To the left anyway. Right was a bit harder because, just as Megan predicted, someone leans on/fills the left rein much more than the right, and every time we would go down to the walk he would fall left and I had trouble packaging him back together to get him to pick up the right canter immediately. I did counter-bend him and get it perfectly a time or two, so that was awesome. Our homework is to add more walk to canter to our repertoire until Murray is comfortable with the idea of it, and not really worry about where his head is at. Once he relaxes mentally about the transition — right now he’s a little confused and WTF about it all — then we can start to get his body to relax also.
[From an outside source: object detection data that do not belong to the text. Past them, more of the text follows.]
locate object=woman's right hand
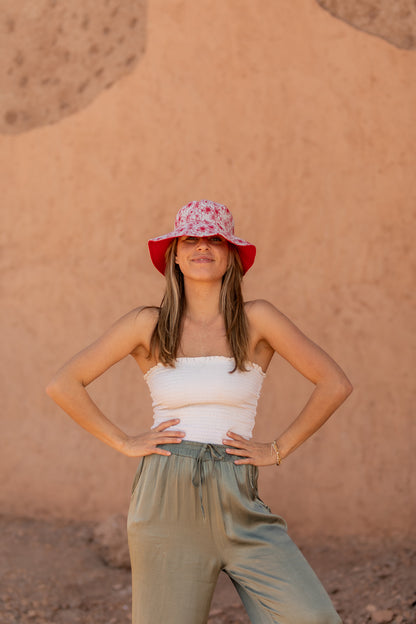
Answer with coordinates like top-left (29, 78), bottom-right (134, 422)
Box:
top-left (119, 418), bottom-right (185, 457)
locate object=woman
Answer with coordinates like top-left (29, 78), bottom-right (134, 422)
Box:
top-left (47, 200), bottom-right (352, 624)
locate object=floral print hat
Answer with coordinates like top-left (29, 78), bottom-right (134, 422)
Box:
top-left (148, 199), bottom-right (256, 275)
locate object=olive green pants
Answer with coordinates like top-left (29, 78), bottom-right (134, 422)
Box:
top-left (127, 440), bottom-right (341, 624)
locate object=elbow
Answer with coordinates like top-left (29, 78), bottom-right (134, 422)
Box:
top-left (45, 378), bottom-right (58, 399)
top-left (45, 373), bottom-right (69, 401)
top-left (339, 377), bottom-right (354, 401)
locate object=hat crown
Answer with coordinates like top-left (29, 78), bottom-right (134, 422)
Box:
top-left (175, 199), bottom-right (234, 235)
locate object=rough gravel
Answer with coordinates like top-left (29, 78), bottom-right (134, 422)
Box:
top-left (0, 516), bottom-right (416, 624)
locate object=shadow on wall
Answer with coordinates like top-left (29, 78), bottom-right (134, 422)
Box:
top-left (0, 0), bottom-right (147, 134)
top-left (316, 0), bottom-right (416, 50)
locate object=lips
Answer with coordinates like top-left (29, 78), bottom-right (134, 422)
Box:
top-left (192, 256), bottom-right (214, 263)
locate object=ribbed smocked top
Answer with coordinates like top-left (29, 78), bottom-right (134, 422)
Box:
top-left (144, 355), bottom-right (265, 444)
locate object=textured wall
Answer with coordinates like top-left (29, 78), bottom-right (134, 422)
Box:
top-left (317, 0), bottom-right (416, 50)
top-left (0, 0), bottom-right (416, 534)
top-left (0, 0), bottom-right (146, 133)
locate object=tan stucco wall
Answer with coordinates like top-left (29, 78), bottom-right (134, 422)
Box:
top-left (0, 0), bottom-right (416, 534)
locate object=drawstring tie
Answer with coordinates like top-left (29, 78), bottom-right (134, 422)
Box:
top-left (192, 442), bottom-right (223, 520)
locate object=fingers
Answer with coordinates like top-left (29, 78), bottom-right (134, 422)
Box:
top-left (153, 418), bottom-right (180, 431)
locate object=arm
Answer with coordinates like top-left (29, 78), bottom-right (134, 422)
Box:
top-left (46, 309), bottom-right (182, 457)
top-left (224, 301), bottom-right (352, 465)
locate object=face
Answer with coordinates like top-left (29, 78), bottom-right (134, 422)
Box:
top-left (175, 236), bottom-right (229, 281)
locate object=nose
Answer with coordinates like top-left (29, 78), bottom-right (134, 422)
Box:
top-left (196, 237), bottom-right (208, 249)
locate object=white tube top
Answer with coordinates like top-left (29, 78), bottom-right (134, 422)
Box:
top-left (144, 355), bottom-right (265, 444)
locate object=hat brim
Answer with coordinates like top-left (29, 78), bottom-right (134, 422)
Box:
top-left (148, 225), bottom-right (256, 275)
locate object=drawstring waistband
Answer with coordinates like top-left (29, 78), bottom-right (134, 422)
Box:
top-left (159, 440), bottom-right (244, 519)
top-left (192, 442), bottom-right (222, 519)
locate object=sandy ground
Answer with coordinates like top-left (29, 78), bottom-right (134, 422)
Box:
top-left (0, 517), bottom-right (416, 624)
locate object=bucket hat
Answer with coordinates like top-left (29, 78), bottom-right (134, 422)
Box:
top-left (148, 199), bottom-right (256, 275)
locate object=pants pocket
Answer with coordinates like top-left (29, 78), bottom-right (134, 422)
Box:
top-left (130, 457), bottom-right (144, 498)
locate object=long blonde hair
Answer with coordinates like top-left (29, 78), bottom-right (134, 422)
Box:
top-left (149, 238), bottom-right (249, 372)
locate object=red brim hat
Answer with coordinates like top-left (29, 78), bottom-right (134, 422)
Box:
top-left (148, 199), bottom-right (256, 275)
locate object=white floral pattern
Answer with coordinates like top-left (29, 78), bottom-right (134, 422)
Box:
top-left (149, 199), bottom-right (256, 274)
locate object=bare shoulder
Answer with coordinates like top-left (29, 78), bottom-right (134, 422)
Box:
top-left (120, 306), bottom-right (159, 355)
top-left (244, 299), bottom-right (287, 324)
top-left (246, 299), bottom-right (351, 388)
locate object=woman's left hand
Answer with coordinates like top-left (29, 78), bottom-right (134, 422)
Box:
top-left (223, 431), bottom-right (276, 466)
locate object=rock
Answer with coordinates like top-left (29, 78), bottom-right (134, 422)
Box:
top-left (317, 0), bottom-right (416, 50)
top-left (365, 605), bottom-right (377, 613)
top-left (0, 0), bottom-right (147, 134)
top-left (371, 609), bottom-right (394, 624)
top-left (93, 514), bottom-right (130, 568)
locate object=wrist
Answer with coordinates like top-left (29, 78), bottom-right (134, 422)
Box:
top-left (270, 440), bottom-right (283, 466)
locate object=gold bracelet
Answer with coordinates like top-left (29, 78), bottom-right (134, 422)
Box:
top-left (272, 440), bottom-right (282, 466)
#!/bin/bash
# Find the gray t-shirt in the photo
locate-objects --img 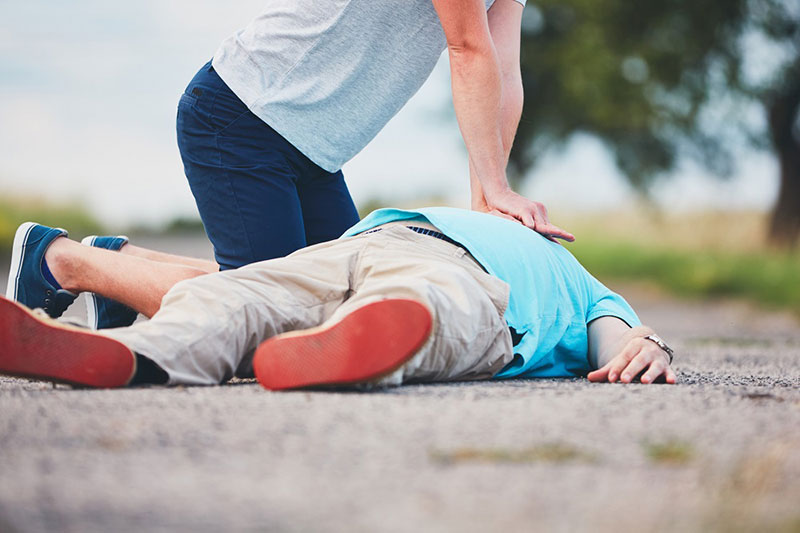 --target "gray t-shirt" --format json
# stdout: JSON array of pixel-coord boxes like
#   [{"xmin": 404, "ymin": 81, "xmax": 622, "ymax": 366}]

I also did a little haunches-in so Alana could evaluate it, and she thought I should ask Murray for a few more steps of it. Whenever I’ve been introducing new lateral work, I always start easy and work my way up — one step, two steps, that’s okay in the beginning! — so that it doesn’t become stressful. Murray was giving up on the haunches in even before I stopped asking for it, though, so Alana said I needed to really get him off those aids and remind him who decides the lateral work plan.
Weeks like this are super rewarding in addition to being fun! I really feel that all progress is a punctuated equilibrium — I actually have a post to write about that soon — with a healthy dose of shifting baseline thrown in there for most people. So when you get to the upswings of progress, instead of the long, steady, plateaus that are so much more common, it is amazing! It says to me that I’ve been putting everything together just right, and everything is coming together to make Murray strong enough — mentally and physically! — to take the next steps.
To top it all off, Alana commented that she loves what I’m doing with Murray, and is very pleased with how subtle of a rider he has made me. My former lease horses really made me confident and bold — they needed a lot of pushing and forwardness, but they weren’t going to stop if you rode right — but were a little lacking on the finesse. Murray has made me really quiet and and rewards subtlety. Really, he’s so cool. I owe him everything.